Security fixes are applied to the latest release line. If you are using an older version, we recommend upgrading to the newest published version before validating whether an issue is still present.
This section documents existing security controls to help reporters and users reason about expected behavior.
Remote fetches are expected to be routed through the project’s safe HTTP client. The default policy is designed to:
- Block non-global (private, loopback, link-local, multicast, unspecified) IPs during DNS resolution.
- Restrict redirects to related hosts or an explicit allowlist, and block HTTPS → HTTP downgrade redirects.
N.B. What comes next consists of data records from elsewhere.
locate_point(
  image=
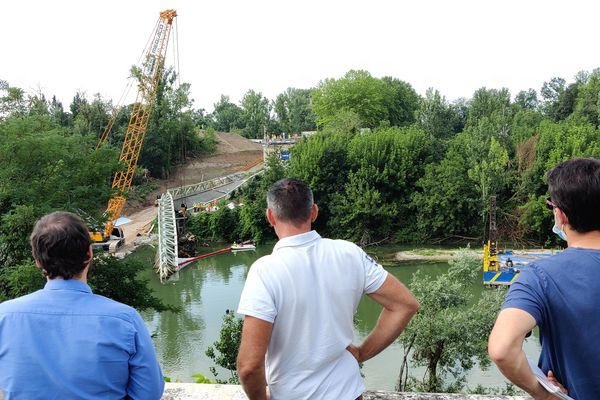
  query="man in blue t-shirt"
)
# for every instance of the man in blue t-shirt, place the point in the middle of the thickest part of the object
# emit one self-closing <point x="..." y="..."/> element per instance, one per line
<point x="559" y="294"/>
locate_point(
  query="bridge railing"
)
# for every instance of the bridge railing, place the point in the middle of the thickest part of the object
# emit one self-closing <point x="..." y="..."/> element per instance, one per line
<point x="166" y="259"/>
<point x="190" y="190"/>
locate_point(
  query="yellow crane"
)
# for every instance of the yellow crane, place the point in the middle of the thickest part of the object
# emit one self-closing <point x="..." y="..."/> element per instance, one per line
<point x="148" y="79"/>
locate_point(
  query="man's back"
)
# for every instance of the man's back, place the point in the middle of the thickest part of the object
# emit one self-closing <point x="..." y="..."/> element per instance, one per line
<point x="63" y="342"/>
<point x="561" y="293"/>
<point x="309" y="288"/>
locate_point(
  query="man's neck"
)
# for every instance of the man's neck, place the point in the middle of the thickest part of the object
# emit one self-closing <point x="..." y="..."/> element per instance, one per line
<point x="588" y="240"/>
<point x="287" y="230"/>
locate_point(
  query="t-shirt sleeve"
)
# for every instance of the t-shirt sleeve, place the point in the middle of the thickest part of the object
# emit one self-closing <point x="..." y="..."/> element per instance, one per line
<point x="145" y="376"/>
<point x="374" y="273"/>
<point x="527" y="294"/>
<point x="256" y="299"/>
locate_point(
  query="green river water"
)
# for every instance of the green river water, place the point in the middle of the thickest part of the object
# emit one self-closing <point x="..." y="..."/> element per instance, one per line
<point x="206" y="289"/>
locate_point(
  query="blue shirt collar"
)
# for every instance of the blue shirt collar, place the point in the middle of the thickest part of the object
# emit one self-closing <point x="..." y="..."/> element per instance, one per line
<point x="67" y="284"/>
<point x="297" y="240"/>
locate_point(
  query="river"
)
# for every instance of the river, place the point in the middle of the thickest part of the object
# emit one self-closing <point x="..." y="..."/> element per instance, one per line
<point x="206" y="289"/>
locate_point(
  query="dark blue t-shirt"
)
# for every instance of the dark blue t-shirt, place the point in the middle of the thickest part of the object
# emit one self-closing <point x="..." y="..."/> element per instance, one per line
<point x="562" y="293"/>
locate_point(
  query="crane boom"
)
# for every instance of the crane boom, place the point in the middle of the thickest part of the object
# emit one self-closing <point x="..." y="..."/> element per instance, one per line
<point x="148" y="80"/>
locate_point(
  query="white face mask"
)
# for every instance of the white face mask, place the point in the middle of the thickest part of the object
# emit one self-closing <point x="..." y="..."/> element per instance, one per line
<point x="556" y="229"/>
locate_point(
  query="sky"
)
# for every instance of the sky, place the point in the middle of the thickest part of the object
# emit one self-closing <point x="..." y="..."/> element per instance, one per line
<point x="230" y="46"/>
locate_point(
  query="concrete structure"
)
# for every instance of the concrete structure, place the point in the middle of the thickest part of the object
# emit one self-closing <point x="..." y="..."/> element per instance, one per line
<point x="277" y="146"/>
<point x="192" y="391"/>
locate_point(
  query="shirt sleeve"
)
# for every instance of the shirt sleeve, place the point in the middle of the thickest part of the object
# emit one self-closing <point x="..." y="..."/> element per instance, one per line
<point x="374" y="273"/>
<point x="146" y="380"/>
<point x="256" y="299"/>
<point x="527" y="293"/>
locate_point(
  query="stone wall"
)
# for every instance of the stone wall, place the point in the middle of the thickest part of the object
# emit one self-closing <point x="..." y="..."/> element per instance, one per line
<point x="192" y="391"/>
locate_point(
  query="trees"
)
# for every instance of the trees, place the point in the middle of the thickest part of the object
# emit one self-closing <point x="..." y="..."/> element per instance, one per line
<point x="373" y="100"/>
<point x="436" y="116"/>
<point x="227" y="116"/>
<point x="172" y="135"/>
<point x="293" y="111"/>
<point x="256" y="114"/>
<point x="224" y="351"/>
<point x="383" y="168"/>
<point x="449" y="333"/>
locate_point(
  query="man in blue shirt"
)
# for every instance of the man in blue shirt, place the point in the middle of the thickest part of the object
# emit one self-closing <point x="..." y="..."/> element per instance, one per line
<point x="63" y="342"/>
<point x="559" y="294"/>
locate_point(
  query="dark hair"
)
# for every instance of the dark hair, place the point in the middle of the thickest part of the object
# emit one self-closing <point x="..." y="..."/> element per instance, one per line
<point x="290" y="200"/>
<point x="574" y="187"/>
<point x="60" y="243"/>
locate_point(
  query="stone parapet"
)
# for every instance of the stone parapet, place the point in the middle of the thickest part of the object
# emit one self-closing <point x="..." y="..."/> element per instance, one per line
<point x="192" y="391"/>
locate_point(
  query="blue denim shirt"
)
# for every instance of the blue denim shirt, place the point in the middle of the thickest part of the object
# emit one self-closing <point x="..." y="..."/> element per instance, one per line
<point x="63" y="342"/>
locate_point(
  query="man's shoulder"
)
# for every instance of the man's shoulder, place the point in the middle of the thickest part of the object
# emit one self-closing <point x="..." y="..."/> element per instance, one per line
<point x="104" y="305"/>
<point x="19" y="303"/>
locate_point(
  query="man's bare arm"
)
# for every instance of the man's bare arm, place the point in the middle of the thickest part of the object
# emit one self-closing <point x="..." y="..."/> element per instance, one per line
<point x="256" y="335"/>
<point x="505" y="347"/>
<point x="399" y="306"/>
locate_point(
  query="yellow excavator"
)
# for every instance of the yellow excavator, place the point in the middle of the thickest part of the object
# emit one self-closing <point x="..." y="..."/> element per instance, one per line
<point x="111" y="236"/>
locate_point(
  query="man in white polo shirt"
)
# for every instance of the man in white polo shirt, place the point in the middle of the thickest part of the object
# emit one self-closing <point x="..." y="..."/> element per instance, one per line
<point x="299" y="304"/>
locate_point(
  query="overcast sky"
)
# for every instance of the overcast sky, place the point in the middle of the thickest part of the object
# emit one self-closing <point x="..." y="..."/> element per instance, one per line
<point x="230" y="46"/>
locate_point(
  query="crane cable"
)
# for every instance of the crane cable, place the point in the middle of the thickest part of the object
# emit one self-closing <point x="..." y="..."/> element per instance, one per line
<point x="128" y="86"/>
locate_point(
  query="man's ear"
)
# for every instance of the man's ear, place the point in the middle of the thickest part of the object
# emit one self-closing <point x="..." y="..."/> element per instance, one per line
<point x="314" y="213"/>
<point x="561" y="217"/>
<point x="90" y="254"/>
<point x="270" y="217"/>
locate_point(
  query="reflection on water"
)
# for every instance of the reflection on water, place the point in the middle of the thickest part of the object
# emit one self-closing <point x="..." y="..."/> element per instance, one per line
<point x="206" y="289"/>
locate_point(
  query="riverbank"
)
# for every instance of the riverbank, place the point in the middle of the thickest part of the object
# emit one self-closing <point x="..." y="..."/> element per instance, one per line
<point x="445" y="255"/>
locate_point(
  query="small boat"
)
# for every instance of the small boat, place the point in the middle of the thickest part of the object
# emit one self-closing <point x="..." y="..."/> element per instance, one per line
<point x="243" y="247"/>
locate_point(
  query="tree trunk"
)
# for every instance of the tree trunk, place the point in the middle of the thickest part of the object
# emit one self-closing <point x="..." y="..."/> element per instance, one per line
<point x="400" y="386"/>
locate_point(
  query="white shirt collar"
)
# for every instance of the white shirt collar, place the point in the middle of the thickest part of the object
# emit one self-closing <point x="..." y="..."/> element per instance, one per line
<point x="297" y="240"/>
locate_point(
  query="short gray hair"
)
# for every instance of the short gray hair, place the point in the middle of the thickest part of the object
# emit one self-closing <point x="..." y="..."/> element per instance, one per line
<point x="291" y="200"/>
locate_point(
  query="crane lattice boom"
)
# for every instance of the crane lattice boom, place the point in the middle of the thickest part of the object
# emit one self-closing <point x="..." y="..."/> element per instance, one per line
<point x="149" y="77"/>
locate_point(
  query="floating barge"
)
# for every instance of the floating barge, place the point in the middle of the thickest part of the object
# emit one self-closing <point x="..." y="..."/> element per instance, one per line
<point x="502" y="269"/>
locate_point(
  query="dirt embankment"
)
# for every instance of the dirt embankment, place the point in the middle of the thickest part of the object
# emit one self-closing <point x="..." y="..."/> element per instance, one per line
<point x="233" y="154"/>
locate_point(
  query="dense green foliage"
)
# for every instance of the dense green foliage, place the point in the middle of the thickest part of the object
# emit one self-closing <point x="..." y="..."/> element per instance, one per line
<point x="224" y="351"/>
<point x="449" y="333"/>
<point x="431" y="176"/>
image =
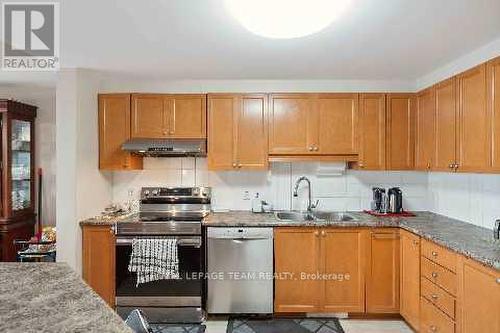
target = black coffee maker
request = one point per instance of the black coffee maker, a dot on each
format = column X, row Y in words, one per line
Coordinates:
column 378, row 197
column 395, row 198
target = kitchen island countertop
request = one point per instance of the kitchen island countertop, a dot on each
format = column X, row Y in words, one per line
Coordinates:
column 50, row 297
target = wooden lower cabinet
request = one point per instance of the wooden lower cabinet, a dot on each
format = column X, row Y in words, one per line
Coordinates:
column 343, row 255
column 479, row 296
column 319, row 270
column 410, row 278
column 99, row 261
column 382, row 281
column 296, row 252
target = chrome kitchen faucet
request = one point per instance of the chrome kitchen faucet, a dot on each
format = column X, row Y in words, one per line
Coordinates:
column 310, row 205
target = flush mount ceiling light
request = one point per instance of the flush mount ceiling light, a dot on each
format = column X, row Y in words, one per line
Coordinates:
column 286, row 18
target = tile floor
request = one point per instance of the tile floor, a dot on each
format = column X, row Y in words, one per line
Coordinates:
column 349, row 325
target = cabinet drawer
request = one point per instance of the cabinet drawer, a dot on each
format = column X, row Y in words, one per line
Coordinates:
column 439, row 275
column 437, row 296
column 439, row 255
column 433, row 320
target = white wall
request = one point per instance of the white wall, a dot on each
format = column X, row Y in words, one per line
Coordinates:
column 82, row 191
column 474, row 198
column 351, row 191
column 45, row 138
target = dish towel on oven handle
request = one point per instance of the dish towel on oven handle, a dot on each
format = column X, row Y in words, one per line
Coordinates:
column 154, row 259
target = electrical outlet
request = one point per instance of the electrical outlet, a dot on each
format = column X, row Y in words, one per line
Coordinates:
column 246, row 195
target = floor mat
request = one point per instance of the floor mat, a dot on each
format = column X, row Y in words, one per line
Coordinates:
column 288, row 325
column 177, row 328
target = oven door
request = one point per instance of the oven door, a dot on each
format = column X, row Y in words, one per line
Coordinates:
column 176, row 300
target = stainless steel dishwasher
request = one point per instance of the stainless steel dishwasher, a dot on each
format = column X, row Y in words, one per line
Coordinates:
column 240, row 270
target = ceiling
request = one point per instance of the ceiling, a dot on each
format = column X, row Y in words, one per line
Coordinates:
column 198, row 39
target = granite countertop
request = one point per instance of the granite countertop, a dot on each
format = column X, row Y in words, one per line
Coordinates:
column 464, row 238
column 50, row 297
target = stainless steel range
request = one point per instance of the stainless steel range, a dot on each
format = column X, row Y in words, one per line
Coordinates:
column 170, row 212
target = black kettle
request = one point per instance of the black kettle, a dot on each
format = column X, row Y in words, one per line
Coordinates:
column 395, row 197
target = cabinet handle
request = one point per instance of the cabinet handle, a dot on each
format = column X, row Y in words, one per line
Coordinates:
column 385, row 236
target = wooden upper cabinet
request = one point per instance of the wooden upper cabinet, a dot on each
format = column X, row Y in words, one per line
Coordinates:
column 149, row 116
column 382, row 285
column 251, row 139
column 114, row 130
column 410, row 278
column 237, row 134
column 446, row 125
column 372, row 117
column 343, row 252
column 425, row 129
column 479, row 294
column 290, row 123
column 188, row 116
column 493, row 71
column 168, row 116
column 400, row 150
column 296, row 295
column 474, row 126
column 335, row 124
column 222, row 110
column 99, row 261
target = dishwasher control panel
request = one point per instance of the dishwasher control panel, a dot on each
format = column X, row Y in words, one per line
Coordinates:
column 243, row 233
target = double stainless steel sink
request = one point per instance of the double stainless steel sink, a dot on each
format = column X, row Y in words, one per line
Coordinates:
column 319, row 216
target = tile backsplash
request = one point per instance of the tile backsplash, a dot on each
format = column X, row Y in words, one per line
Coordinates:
column 473, row 198
column 231, row 189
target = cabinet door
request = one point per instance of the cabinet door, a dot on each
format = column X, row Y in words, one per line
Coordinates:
column 114, row 130
column 343, row 253
column 336, row 124
column 401, row 131
column 474, row 134
column 296, row 252
column 251, row 140
column 382, row 287
column 372, row 132
column 289, row 124
column 425, row 131
column 410, row 278
column 187, row 116
column 99, row 261
column 149, row 116
column 494, row 106
column 480, row 298
column 221, row 134
column 446, row 125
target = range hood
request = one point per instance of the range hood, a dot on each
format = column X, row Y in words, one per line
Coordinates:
column 166, row 147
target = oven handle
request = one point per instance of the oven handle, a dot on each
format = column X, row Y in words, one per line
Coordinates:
column 181, row 241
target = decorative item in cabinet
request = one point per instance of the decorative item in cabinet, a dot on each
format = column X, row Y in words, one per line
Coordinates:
column 17, row 190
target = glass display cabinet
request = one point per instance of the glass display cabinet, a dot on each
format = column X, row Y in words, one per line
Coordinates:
column 17, row 181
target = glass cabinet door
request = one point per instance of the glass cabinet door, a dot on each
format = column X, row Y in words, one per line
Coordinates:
column 21, row 164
- Drop sensitive headers (e.g.,
Authorization, cookies) on cross-host redirects.
If you find any input path that performs remote HTTP(S) requests without these controls—or bypasses host/IP/redirect checks—please report it.
GitHub API calls and zipball downloads are performed via the safe HTTP client and include additional safeguards such as:
- Streamed zipball download with size caps.
- Archive extraction defenses, including member-count limits, total-uncompressed limits, per-file caps, compression-ratio checks, and rejection of unsafe paths and symlinks inside archives.
Web PDF sources validate and normalize URLs and reject embedded credentials in URLs. Downloads are streamed with hard caps and (optionally) content sniffing to ensure the payload looks like a PDF.
Local repository traversal is designed to avoid common filesystem attacks:
- Enforces root containment and rejects traversal segments.
- Avoids following symlinks by default, and includes checks to prevent opening files outside the configured root.
- Honors
.gitignore(when enabled) and prunes ignored directories from traversal.
If you report a vulnerability, please keep details confidential until a fix is available. We will work with you to:
- Validate the report.
- Develop and test a fix.
- Publish a release and a security advisory / changelog entry describing the impact and remediation.
If you are operating in a high-risk environment (untrusted inputs), consider:
- Running ingestion in a restricted environment (container / VM) with least-privilege filesystem access.
- Using strict allowlists for remote domains when possible.
- Setting conservative caps for remote downloads and archive processing.
- Avoiding execution of untrusted code; treat ingested artifacts as data.
We appreciate responsible disclosure and will credit reporters in release notes or advisories when requested (subject to reporter preference).